Your sound sits in this interesting space between emotional vulnerability and pure dancefloor energy. Could you walk us through what a typical writing session looks like for you two. Is there a clear division of roles in the studio, or is it more fluid than that? 

The richness of this process is in not having limits and role divisions. The process of creating our music is just an ongoing thing where we try to bring new ideas every day, and when those ideas click with the two of us we just let ourselves go in the studio. We can be working on a melody in the morning and writing the first lyrics a couple of minutes later, recording synths and tweaking everything until we feel it’s working. So no such thing as “typical writing session”. But sometimes ideas need to simmer in the drawer for months, they will find their way onto the top of the other person’s pile. A little musical darwinism perhaps.

If someone came to you tomorrow, for example two friends with a shared musical vision, thinking about not just starting a project together but potentially building a label around it… What’s the one thing you wish someone had told you at the very beginning that would have saved you a lot of time, energy, or heartache?

That you need time and that you can’t rush it.

It takes patience, and you need to love what you do so much that you’re able to live with expectations not always being met, while still staying open to the good surprises that appear along the way.

It’s also important to keep trying to answer The Question: why are you doing this?. You don’t need a big philosophical explanation, but inside you need to know. That inner reason is what keeps you going through everything else.

As you look at 2026, what´s on the horizon in terms of touring and new music either as duo or solo projects?
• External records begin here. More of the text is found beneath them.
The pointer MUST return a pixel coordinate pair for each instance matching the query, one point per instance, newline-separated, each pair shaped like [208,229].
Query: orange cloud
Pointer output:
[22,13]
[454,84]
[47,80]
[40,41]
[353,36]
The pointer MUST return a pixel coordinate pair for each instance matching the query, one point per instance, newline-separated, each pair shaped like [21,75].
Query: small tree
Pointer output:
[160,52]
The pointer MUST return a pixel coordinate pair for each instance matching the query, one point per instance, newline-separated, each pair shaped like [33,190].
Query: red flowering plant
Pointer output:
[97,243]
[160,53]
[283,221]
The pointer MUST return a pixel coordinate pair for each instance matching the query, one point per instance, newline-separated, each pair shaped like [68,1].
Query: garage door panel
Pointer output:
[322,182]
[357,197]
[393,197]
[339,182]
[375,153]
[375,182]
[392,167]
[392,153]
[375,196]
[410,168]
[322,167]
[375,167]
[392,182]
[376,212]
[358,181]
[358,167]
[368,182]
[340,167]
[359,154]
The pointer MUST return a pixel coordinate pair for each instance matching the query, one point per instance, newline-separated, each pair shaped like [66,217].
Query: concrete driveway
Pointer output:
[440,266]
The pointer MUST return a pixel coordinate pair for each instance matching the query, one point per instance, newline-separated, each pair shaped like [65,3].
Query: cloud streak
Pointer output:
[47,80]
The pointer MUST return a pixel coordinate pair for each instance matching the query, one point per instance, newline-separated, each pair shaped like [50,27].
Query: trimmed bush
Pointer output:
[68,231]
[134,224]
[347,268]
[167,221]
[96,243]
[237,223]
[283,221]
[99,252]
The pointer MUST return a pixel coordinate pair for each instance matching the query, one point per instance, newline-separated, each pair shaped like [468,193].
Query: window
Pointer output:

2026 is shaping up really well, despite the impending doom. We’re doing some very special shows, one later in the year that will be announced soon. We’re also preparing something really unique for Primavera Sound Porto and we’ll be playing Tomorrowland for the first time, which we’re very excited about.

We already had the chance to play in Rio de Janeiro during Carnaval with Mayan Warrior, which was an amazing experience, and there’s still a lot more to unveil.

Music-wise, it’s also going to be a very busy year. We have a lot of new music coming out over the next few months, so we’re really excited to start sharing all of that. Given the world climate, an escape through music will be even more important.